The RFS: What’s the Real Impact to Food and Fuel Prices?

Ali Lenger
Newsletter Issue: 
March 2016

The EPA released its final rule for 2014-2016, adjusting volumes for the Renewable Fuel Standard (RFS). The agreement sets new minimum amounts of renewable fuels to be blended into our nation’s transportation fuel supply. The RFS focuses on renewable ground transportation fuels, seeking to reduce US reliance on petroleum and to reduce air emissions. The 2016 goals are now lower than the initial goals set by Congress when the Energy Policy Act of 2005 was originally enacted, but 35% higher than the 2014 production. 

Over the years, the RFS has had its share of critics, with spikes in food and fuel prices and food scarcity, even starvation, being attributed to the new law.

But what is the real impact of the RFS on food and fuel prices? Not much, according to Bruce Babcock, who holds the Cargill Endowed Chair of Economics at Iowa State University. At a Brookings Institute forum, “Ten years of the Renewable Fuel Standard: What’s been the impact on energy and the environment?” held in Washington D.C. on Oct. 16, 2015, Babcock joined a panel of experts and said there hasn’t be as much impact as people think.

For example, according to Babcock, between 2006 and 2014, commodity prices, have more than doubled yet the U.S. Consumer Price Index, which tracks changes in the price consumers pay for food, has only risen slightly. How can this be?

“One reason is that food is not commodities,” said Babcock. “The commodity share of the food dollar is small and shrinking,” said Babcock. He explained that as such, it responds differently to policy changes and price signals. “Food is produced by taking some agricultural commodities combining it with capital, labor, energy, marketing, transportation, all of that stuff - in order to get what we eat as food.” 

“So if you double commodity prices and the commodity share of the food dollar is 10%, you’re at most going to get a one time 10 percent increase in food prices,” said Babcock. The actual consumer impact will be less than that 10 percent because companies that produce food will start subbing out expensive commodities.

Babcock further explained that all of the things that have affected food price spikes over the last 10 years would have still occurred whether or not the RFS had been put in place.

“That 2011, record drought that we saw in the southwest that decimated the cattle herd? That still would have happened. The beef prices that we see today that are high they would still be high today with or without the RFS. The 2012 drought in the cornbelt that doubled corn prices in a year would still have occurred. China demand for soybeans that has been growing nonstop over the last ten years? That would still have occurred,” said Babcock.

According to Babcock, these events explain why food prices have changed, but none of them are due to RFS. Even the Great Recession of 2008 where oil prices were quickly changing still would have happened.

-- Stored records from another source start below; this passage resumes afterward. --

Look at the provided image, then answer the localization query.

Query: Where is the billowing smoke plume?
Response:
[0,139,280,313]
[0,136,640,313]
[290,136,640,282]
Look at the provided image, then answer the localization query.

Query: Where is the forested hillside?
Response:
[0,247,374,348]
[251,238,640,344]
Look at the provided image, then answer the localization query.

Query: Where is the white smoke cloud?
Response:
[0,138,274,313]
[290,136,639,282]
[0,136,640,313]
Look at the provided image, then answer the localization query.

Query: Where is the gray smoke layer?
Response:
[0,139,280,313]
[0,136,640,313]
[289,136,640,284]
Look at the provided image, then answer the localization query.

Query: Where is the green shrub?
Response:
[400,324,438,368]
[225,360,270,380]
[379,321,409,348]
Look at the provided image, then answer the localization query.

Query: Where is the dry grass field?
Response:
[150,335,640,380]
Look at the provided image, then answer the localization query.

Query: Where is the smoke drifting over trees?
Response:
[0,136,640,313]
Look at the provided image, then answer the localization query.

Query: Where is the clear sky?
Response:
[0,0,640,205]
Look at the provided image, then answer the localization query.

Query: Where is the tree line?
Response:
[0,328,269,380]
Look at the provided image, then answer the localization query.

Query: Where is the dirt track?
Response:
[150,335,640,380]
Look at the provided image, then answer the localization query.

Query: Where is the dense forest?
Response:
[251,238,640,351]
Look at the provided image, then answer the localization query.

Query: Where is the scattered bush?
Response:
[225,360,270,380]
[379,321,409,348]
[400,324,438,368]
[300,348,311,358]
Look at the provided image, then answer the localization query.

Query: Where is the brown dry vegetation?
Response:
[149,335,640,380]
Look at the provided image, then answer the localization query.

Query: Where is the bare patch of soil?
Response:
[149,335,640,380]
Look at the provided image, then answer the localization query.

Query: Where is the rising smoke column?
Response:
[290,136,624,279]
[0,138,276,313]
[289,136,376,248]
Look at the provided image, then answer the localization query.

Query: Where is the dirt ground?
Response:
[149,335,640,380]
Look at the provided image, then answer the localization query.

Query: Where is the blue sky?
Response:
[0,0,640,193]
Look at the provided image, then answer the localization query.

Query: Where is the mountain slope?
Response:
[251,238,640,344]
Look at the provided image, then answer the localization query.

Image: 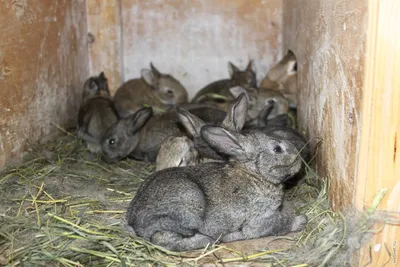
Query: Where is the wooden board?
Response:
[355,0,400,267]
[283,0,367,210]
[121,0,282,97]
[86,0,124,92]
[0,0,88,169]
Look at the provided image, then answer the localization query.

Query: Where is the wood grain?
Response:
[355,0,400,266]
[86,0,123,92]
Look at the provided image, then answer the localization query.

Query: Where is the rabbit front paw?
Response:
[291,215,308,232]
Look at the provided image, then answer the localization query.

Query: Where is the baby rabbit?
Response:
[102,106,225,162]
[156,94,247,170]
[127,125,307,251]
[260,50,297,107]
[229,86,289,123]
[191,60,257,108]
[156,136,200,171]
[114,63,188,118]
[77,72,118,153]
[178,93,247,161]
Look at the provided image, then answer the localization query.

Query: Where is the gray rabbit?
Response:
[191,60,257,107]
[260,50,298,107]
[244,102,311,162]
[156,94,247,171]
[178,93,248,161]
[114,63,188,118]
[229,86,289,123]
[127,125,307,251]
[77,72,118,153]
[102,105,225,162]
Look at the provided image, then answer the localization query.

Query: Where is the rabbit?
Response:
[178,93,247,162]
[102,106,225,163]
[191,60,257,108]
[126,125,307,251]
[259,50,297,108]
[243,100,311,162]
[77,72,118,153]
[229,86,289,123]
[156,136,200,171]
[243,102,312,188]
[114,63,188,118]
[156,94,247,170]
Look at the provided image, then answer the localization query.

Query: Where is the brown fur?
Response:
[114,64,188,118]
[260,50,298,106]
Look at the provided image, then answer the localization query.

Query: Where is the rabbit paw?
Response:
[291,215,307,232]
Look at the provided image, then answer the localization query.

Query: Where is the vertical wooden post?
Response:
[355,0,400,266]
[87,0,123,92]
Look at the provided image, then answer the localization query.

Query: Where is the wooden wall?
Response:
[88,0,282,97]
[0,0,88,168]
[283,0,367,209]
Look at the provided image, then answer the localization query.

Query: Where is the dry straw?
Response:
[0,126,398,266]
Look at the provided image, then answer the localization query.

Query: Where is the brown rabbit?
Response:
[260,50,297,107]
[229,86,289,121]
[102,105,225,162]
[191,60,257,111]
[114,63,188,118]
[77,72,118,153]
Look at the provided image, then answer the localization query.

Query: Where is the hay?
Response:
[0,130,396,266]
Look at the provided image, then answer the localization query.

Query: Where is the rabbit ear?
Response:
[126,107,153,133]
[229,86,247,98]
[177,107,205,139]
[221,93,247,132]
[150,62,161,78]
[89,79,99,92]
[286,60,297,76]
[246,59,253,72]
[228,62,240,77]
[201,126,247,160]
[99,71,107,80]
[258,99,275,124]
[140,69,157,87]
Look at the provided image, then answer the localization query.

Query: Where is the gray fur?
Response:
[178,93,247,160]
[76,72,118,153]
[191,60,257,107]
[127,126,307,251]
[114,63,188,118]
[102,105,225,162]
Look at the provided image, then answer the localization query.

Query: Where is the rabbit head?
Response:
[156,136,199,171]
[82,72,110,101]
[101,108,153,162]
[141,63,188,105]
[200,126,302,184]
[228,60,257,88]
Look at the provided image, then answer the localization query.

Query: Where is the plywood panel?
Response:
[356,0,400,266]
[283,0,367,209]
[121,0,282,97]
[0,0,88,168]
[86,0,123,92]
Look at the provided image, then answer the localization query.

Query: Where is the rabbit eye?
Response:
[274,146,283,153]
[178,159,183,167]
[292,62,297,71]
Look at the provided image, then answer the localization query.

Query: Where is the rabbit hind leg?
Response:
[151,231,215,251]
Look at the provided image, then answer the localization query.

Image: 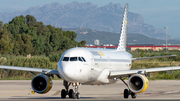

“The effect of the RFS on consumer food prices in the U.S. is much less dramatic, more gradual and just about lost in the volatility caused by events in the last ten years,” said Babcock.

What about the impact of food prices globally? According to Babcock, the RFS doesn’t directly affect developing countries commodity prices, but rather raises global commodity prices. 

An International Food and Policy Research Institute (IFPRI) study by Nicholas Minot on food prices in Africa found a weak integration with the world market. Most changes in their food prices were due to domestic supply and demand, not global supply and demand.

Babcock concluded that the RFS will not affect food prices unless they are fully integrated with global markets.

A goal of RFS seeks to integrate more renewable biofuels with our transportation fuels. What has this done to fuel prices?

“It’s facilitated the U.S. to become a net exporter of gasoline rather than a net importer; with 10% more ethanol, it increased the net exports of gasoline,” said Babcock.

This helps lower domestic fuel prices for gasoline according to Babcock. He mentioned that refining costs are down because an 85% octane blend stock, which is cheaper than 87% blend stock, is used to blend ethanol and gas together. The octane is obtained from 10% ethanol.

Another important component of this topic is the Renewable Identification Number (RIN) applied to a group of biofuels. Companies who use more biofuel than the RFS mandates can sell these extra RIN credits to companies who are using less than what is required and need to meet to the RFS standard. According to Babcock the RIN is a tax on gasoline, raising gas prices, but RIN prices are a subsidy to ethanol so they balances themselves out. A soon to be released study by Babcock shows fuel prices are likely to not be affected.

“Those two offset each other so it’s a wash,” said Babcock.

“From what I’ve seen and modeled, I believe that there’s likely a net overall, small negative effect on fuel prices even if you take into account the 3 percent lower BTU content of the fuel.”